When he was in parish ministry, Hinson-Hasty would hear from members and friends who wondered why he wasn’t smiling more often during worship. But sometimes during worship, a smile on the pastor’s face is inauthentic. Pastoral search committees are among those saying they are looking for authenticity in their new called pastor, he said.

“I just think that’s not a very useful value for us to aspire to,” Bereza replied. “The issue with authenticity is there are so many things that authenticity means that sometimes it doesn’t mean much at all.”

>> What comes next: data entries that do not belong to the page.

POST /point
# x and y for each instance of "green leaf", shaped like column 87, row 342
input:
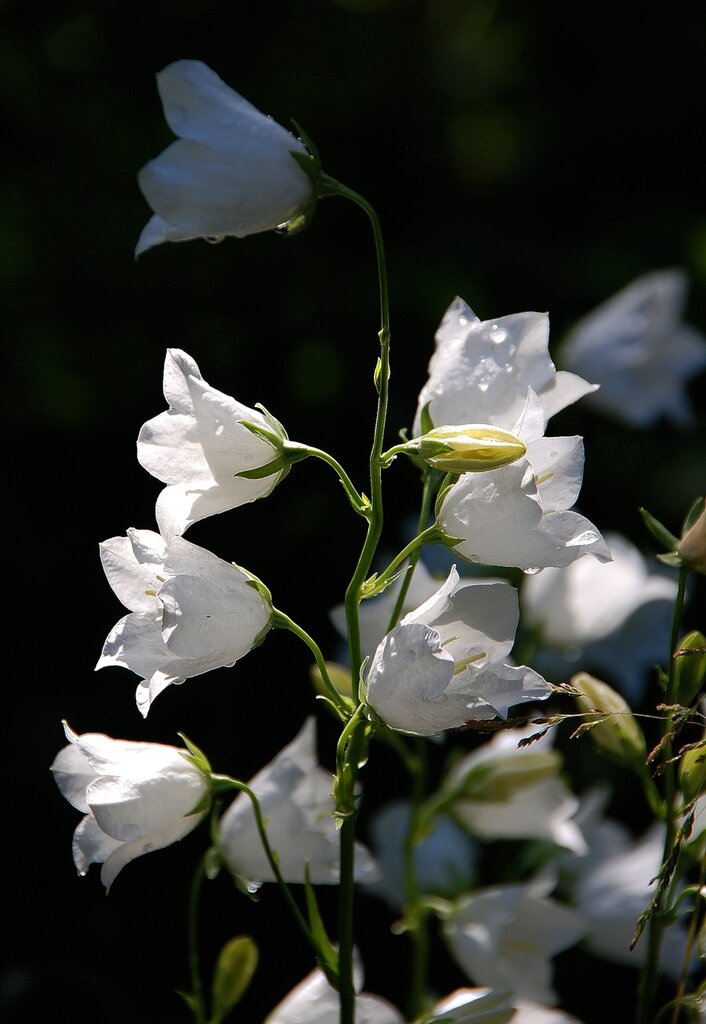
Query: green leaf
column 236, row 965
column 660, row 532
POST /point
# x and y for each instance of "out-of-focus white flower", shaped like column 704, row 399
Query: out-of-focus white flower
column 505, row 936
column 231, row 170
column 199, row 445
column 315, row 1001
column 615, row 616
column 614, row 884
column 294, row 794
column 636, row 347
column 444, row 859
column 518, row 515
column 481, row 371
column 485, row 1006
column 511, row 792
column 189, row 610
column 134, row 797
column 445, row 664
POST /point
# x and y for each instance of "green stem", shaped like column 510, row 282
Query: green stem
column 651, row 973
column 198, row 1008
column 282, row 621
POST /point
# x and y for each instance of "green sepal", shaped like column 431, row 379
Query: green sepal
column 693, row 514
column 236, row 965
column 196, row 757
column 671, row 558
column 327, row 953
column 425, row 419
column 659, row 531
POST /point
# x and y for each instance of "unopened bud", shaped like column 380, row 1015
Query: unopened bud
column 618, row 732
column 692, row 547
column 471, row 448
column 690, row 667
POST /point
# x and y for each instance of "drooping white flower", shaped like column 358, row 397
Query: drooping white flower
column 446, row 663
column 189, row 610
column 315, row 1001
column 294, row 794
column 614, row 616
column 505, row 936
column 637, row 348
column 134, row 797
column 520, row 515
column 444, row 859
column 510, row 792
column 199, row 445
column 481, row 371
column 231, row 170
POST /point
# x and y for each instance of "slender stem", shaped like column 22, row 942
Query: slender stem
column 282, row 621
column 198, row 1007
column 650, row 973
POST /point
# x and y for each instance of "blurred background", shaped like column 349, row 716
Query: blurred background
column 526, row 157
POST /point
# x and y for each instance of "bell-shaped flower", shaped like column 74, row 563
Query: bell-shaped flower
column 189, row 610
column 613, row 617
column 487, row 1006
column 505, row 936
column 134, row 797
column 446, row 664
column 637, row 348
column 200, row 444
column 444, row 859
column 315, row 1001
column 502, row 791
column 520, row 515
column 481, row 370
column 232, row 169
column 294, row 794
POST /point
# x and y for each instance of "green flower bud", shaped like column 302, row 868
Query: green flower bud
column 692, row 547
column 471, row 448
column 617, row 732
column 693, row 772
column 690, row 667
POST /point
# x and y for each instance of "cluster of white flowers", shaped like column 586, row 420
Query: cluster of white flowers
column 435, row 657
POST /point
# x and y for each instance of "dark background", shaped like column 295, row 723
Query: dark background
column 523, row 156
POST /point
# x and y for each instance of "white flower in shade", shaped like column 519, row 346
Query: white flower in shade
column 294, row 794
column 231, row 170
column 614, row 885
column 446, row 663
column 134, row 797
column 505, row 936
column 481, row 370
column 485, row 1006
column 199, row 445
column 636, row 347
column 315, row 1001
column 444, row 859
column 189, row 610
column 615, row 616
column 510, row 792
column 520, row 515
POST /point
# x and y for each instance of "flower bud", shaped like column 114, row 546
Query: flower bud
column 472, row 448
column 690, row 667
column 692, row 547
column 619, row 733
column 693, row 772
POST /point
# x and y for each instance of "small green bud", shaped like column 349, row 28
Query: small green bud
column 692, row 547
column 618, row 731
column 693, row 772
column 471, row 448
column 690, row 667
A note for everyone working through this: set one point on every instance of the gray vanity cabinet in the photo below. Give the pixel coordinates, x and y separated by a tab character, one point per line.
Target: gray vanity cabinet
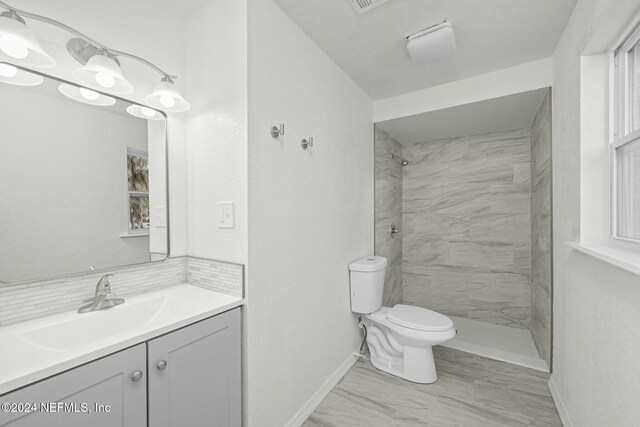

For many worship leaders, “our most common way to use authenticity is to be spontaneous and natural, like the first thing that comes to our heart is the truest of things,” she said. “But guess what: In ministry we aren’t able to do that a lot of times. As Christians we are supposed to deny our first impulses because our first impulses are often contrary to the love of God and to the love of our neighbor … If you are authentic to your spontaneous feelings, you can end up in trouble.”

Sincerity, she said, “can be a helpful way to think about what is true, or a way to have integrity in a real-time situation — like in this conversation, which is live. If we were recording a podcast with an opportunity to edit, that’d be different than right now talking to y’all on Facebook.”

The Rev. Dr. Lee Hinson-Hasty

“People say that’s why they love the show,” Hinson-Hasty said. “They love it live.”

“In this kind of setting where we are in a real-time ministry moment, I think sincerity is really important, because sincerity gives us the opportunity to really think about being ourselves while also being a professional. It’s about being in line with your values and it’s about being appropriate to the specific moment we’re in,” she said. “To me that’s a much more helpful value than spontaneous authenticity.”

Still, “vulnerability is an important facet of ministry,” she said. “We lead as ourselves. We aren’t leading as stick figures. We aren’t leading as little demigods. We aren’t leading as the robe we put on. That may be part of who we are, but it’s not the whole of who we are.”

“With discretion, we can be vulnerable about difficulties in our lives — even hard things in our lives — because sharing things in our lives is one way to minister to people, with of course the caveat of finding that area between over-sharing and being a stone where no one can see the emotions on our face at all,” she said. “There’s a big area between those two.”

“Thanks for who you are,” Hinson-Hasty told Bereza before asking her to pray to conclude their time together. “The bright light, the glow — it is real,” he told the audience.

“God, you have made us all to glow so brightly and to be so full of your Holy Spirit,” Bereza told the Almighty. “We pray you would lead us to that fullness of self, so that we can better love you and our neighbors.”